Where it comes from: Urea is naturally produced by the liver and is a waste product. Most urea used in products is synthetic, made of pressurized ammonia and carbon dioxide.

Properties: Little white solid pellets are common, but it can also be produced in liquid or cream form. In skin care products it has hydrating, softening, regenerative, irritation-soothing, and penetration-assisting effects.

What it’s good for: Urea is added in small doses to moisturizers to treat scaly and itchy dry skin problems, including eczema, psoriasis, and ichthyosis. It hydrates by increasing the water-binding capacity of the skin and softens the outermost skin layer so it can be easily removed. Other skin care applications include treating acne and removing diseased nails.

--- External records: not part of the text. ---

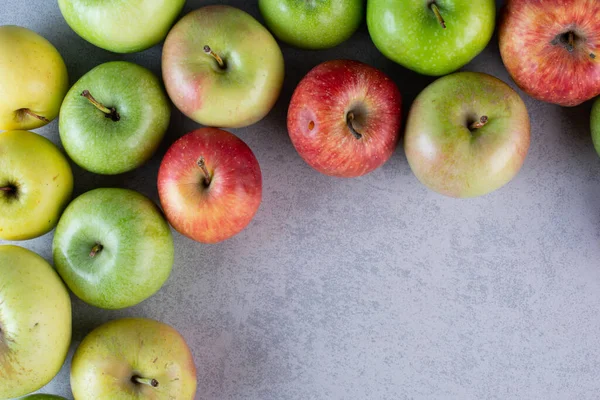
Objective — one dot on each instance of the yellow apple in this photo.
(36, 183)
(35, 322)
(33, 79)
(133, 359)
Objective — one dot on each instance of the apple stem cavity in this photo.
(26, 111)
(479, 124)
(214, 55)
(95, 250)
(350, 121)
(438, 14)
(108, 112)
(145, 381)
(202, 164)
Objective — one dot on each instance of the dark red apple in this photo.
(210, 185)
(551, 48)
(344, 118)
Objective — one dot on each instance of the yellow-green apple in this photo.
(36, 183)
(35, 322)
(344, 118)
(467, 134)
(113, 248)
(222, 68)
(551, 48)
(431, 37)
(34, 79)
(312, 24)
(121, 26)
(595, 124)
(133, 359)
(210, 185)
(114, 118)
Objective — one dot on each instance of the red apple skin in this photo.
(317, 118)
(224, 208)
(539, 62)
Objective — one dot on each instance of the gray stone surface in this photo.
(376, 288)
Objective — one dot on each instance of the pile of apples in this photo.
(467, 134)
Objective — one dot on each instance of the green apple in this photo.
(222, 68)
(114, 118)
(35, 322)
(113, 248)
(36, 184)
(133, 359)
(431, 37)
(596, 125)
(34, 79)
(121, 26)
(316, 24)
(467, 134)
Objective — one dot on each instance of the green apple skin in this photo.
(121, 26)
(102, 145)
(136, 253)
(312, 25)
(34, 78)
(239, 95)
(596, 125)
(454, 160)
(35, 322)
(408, 32)
(108, 359)
(39, 182)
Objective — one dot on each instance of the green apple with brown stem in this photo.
(133, 359)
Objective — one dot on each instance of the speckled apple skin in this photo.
(449, 158)
(35, 322)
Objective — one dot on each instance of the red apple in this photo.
(344, 118)
(551, 48)
(210, 185)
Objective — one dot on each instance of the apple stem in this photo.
(350, 122)
(438, 14)
(109, 112)
(95, 250)
(214, 55)
(27, 111)
(145, 381)
(479, 124)
(202, 164)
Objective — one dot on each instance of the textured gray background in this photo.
(375, 288)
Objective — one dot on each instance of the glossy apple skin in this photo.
(408, 32)
(224, 208)
(137, 255)
(446, 155)
(34, 76)
(35, 322)
(539, 62)
(121, 26)
(312, 24)
(317, 118)
(595, 124)
(94, 141)
(108, 358)
(43, 182)
(241, 94)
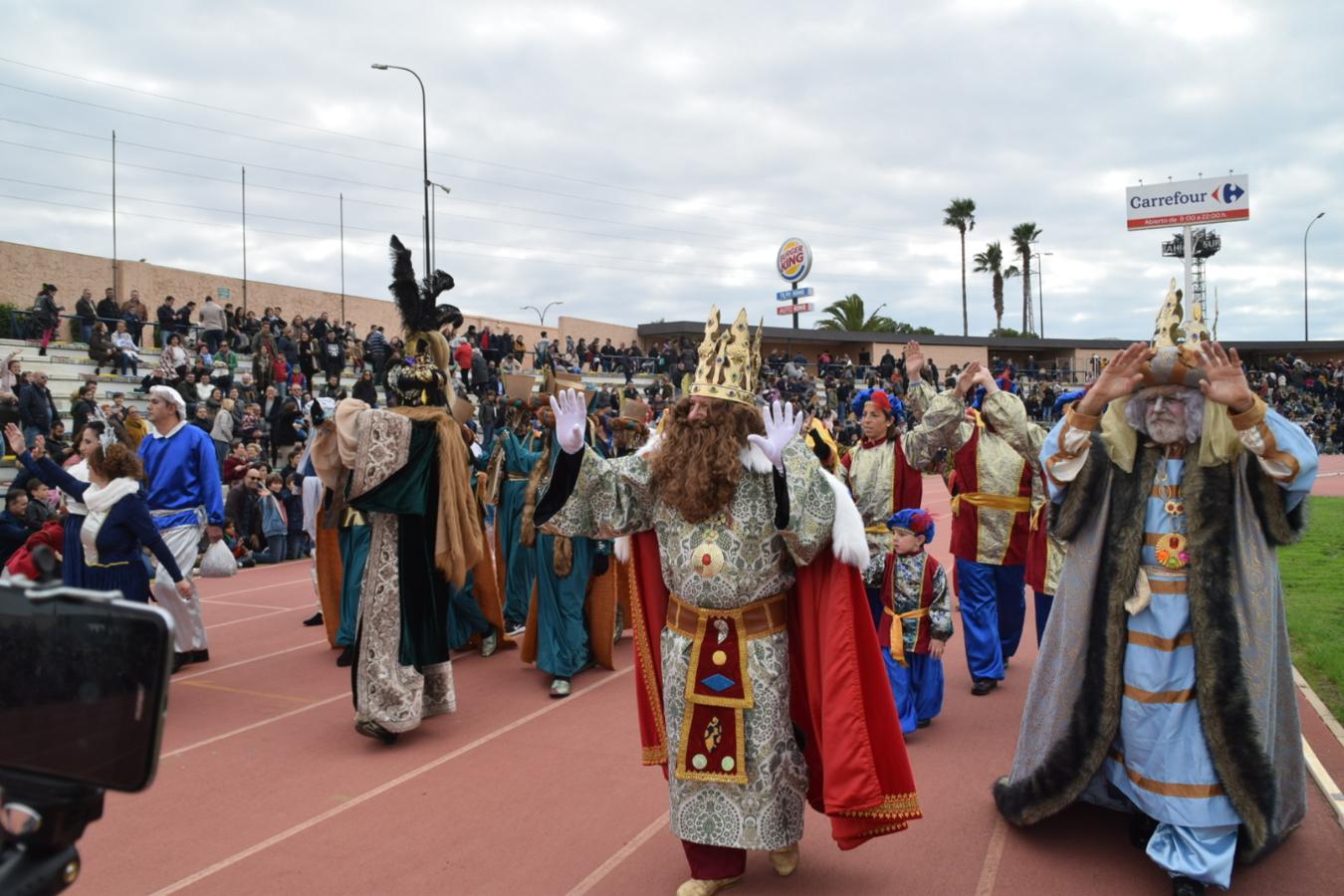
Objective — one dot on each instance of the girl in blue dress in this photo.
(117, 522)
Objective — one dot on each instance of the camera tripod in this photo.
(41, 821)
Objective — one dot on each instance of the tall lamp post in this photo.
(1306, 330)
(541, 312)
(1040, 292)
(429, 260)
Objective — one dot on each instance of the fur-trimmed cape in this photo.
(1243, 673)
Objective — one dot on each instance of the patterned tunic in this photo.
(613, 499)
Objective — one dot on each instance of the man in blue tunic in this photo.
(181, 480)
(1179, 704)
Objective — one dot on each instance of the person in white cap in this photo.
(183, 492)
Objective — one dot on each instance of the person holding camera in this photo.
(117, 524)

Where you’ll find it: Urea can be found in lotions, foot creams, soaps, hair products, cleaners, pesticides, and barbiturates. However, most of the urea produced in the U.S. is used as fertilizer.

Other uses: It can be added to livestock food to meet protein requirements, and it can be used as an adhesive. The urea solution AdBlue is used in diesel trucks in Europe and Asia to reduce pollutants in exhaust gasses. Urea is also used as an ingredient in teeth-whitening toothpaste, as well as an alternative to rock salt for de-icing roads and runways.